Posts Tagged Sean Campion

Overlooked FILM on DVD: The Namesake and Goldfish Memory

The Namesake

Impeccable acting, a stellar cast and directing by Mira Nair [Monsoon Wedding and Vanity Fair] propels this best-seller by Jhumpa Lahiri. The story revolves around Gogol, a mid-twenties architect who has been fighting against his traditional Indian family and heritage. He gets pulled back in by an unforeseen family crisis and it changes his outlook and future forever. Kal Penn is remarkable in this role. He easily moves Gogol from defiant to thoughtful and the audience truly cares about his journey. The stunning and expressive Bollywood star Tabu plays Gogol’s mother. From Brooklyn to Manhattan to India, Gogol attempts to discover his individuality and to reconcile his new self with the old fashioned ideology of his immigrant parents.

Goldfish Memory

I don’t really like to use words like love.

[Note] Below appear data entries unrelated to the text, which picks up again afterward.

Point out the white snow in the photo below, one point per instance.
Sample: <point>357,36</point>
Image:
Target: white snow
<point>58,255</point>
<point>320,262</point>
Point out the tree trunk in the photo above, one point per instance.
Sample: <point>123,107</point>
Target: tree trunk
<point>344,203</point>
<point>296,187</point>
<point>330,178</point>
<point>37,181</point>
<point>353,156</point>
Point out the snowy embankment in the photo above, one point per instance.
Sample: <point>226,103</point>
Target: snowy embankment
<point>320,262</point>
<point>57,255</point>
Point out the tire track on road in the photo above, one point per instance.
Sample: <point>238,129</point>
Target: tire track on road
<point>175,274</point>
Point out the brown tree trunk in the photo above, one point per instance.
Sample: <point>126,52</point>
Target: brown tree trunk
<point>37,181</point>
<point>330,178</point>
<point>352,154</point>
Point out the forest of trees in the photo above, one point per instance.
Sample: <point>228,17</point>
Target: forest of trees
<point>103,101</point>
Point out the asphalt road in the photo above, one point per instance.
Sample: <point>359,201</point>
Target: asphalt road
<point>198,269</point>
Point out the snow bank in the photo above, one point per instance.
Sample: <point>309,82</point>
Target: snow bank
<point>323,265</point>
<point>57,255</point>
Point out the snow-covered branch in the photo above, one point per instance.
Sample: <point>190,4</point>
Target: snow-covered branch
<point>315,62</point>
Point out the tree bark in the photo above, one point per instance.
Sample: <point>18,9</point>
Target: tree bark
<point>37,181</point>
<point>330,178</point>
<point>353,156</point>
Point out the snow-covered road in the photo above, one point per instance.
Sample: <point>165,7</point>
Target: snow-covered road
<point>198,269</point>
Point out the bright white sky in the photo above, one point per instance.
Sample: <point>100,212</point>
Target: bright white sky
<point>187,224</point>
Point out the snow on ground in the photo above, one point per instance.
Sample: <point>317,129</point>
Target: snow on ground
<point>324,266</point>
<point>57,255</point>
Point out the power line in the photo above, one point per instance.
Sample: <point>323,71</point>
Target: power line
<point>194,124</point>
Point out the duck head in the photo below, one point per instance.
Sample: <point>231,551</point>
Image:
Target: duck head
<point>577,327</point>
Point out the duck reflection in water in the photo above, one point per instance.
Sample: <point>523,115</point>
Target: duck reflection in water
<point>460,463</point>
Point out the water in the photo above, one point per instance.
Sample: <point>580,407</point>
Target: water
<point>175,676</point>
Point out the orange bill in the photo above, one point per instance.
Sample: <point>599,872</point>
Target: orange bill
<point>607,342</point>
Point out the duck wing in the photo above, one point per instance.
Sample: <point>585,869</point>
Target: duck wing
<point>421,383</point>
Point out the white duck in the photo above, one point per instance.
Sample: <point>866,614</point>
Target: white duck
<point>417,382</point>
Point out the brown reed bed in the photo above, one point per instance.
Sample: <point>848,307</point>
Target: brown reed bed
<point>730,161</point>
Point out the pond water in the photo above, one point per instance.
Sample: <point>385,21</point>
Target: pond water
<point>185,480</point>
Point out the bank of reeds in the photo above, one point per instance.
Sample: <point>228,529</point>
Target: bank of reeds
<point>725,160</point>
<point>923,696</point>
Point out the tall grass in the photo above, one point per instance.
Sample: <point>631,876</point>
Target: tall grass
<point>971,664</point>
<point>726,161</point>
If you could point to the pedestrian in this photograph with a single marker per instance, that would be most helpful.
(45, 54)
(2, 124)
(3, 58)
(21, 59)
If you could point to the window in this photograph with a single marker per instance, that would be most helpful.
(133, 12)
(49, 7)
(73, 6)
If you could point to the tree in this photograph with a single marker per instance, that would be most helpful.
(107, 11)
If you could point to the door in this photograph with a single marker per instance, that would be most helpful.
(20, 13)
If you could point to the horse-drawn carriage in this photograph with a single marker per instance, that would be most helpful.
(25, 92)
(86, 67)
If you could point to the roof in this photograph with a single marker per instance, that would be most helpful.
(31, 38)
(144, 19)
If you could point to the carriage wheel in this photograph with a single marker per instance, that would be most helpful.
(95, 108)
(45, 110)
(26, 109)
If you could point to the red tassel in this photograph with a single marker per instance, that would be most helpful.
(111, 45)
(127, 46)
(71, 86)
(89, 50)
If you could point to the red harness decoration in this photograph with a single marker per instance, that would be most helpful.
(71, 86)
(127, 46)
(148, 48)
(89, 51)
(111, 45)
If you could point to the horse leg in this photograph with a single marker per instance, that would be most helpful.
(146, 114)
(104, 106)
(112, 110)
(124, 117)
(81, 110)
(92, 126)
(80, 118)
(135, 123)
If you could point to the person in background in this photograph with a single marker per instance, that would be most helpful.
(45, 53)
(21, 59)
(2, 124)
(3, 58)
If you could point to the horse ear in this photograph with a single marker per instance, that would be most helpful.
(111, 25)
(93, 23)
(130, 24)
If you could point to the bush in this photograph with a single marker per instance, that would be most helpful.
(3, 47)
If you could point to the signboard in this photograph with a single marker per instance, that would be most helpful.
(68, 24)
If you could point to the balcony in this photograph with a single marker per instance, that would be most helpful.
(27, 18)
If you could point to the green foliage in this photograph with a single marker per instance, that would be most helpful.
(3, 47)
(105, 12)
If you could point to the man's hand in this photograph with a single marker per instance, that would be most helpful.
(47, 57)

I love you really means, do you love me and I own you and all that crap.
Clara to lover Angie

This witty, thoughtful and comical film revolves around a group of 20 and 30-somethings in Dublin. Their paths cross as they weave in and out of relationships. While each has a different idea of what is right and good for them (one week fling, marriage, long term live-in situation), they all believe that love is an important component in their lives. It kicks off when Clara (Fiona O’ Shaughnessy) sees her boyfriend (a poetry Professor who is constantly falling for his students) kissing another woman. Clara then dates television reporter Angie (Flora Montgomery) but really is not quite sure whom she wants to date and at 22, would like to keep her options open. Angie wants a long-term relationship and soon finds one and starts to plan for a child. Her best friend Tom (Sean Campion) is trying to lure a guy away from the woman he has been dating. There are definitely unexpected twists in this well-written film. The dialogue is sharp and rings true for those currently navigating the choppy waters of a new or not-so-new relationship in all its intricacies, flaws and challenges. In the same vein as Intermission or Love Actually, Goldfish Memory jumps back and forth between characters, connects them all in some way and then rounds out full circle. One grows to really like these characters and care about them at the end. Goldfish Memory is a sparkling gem of a film.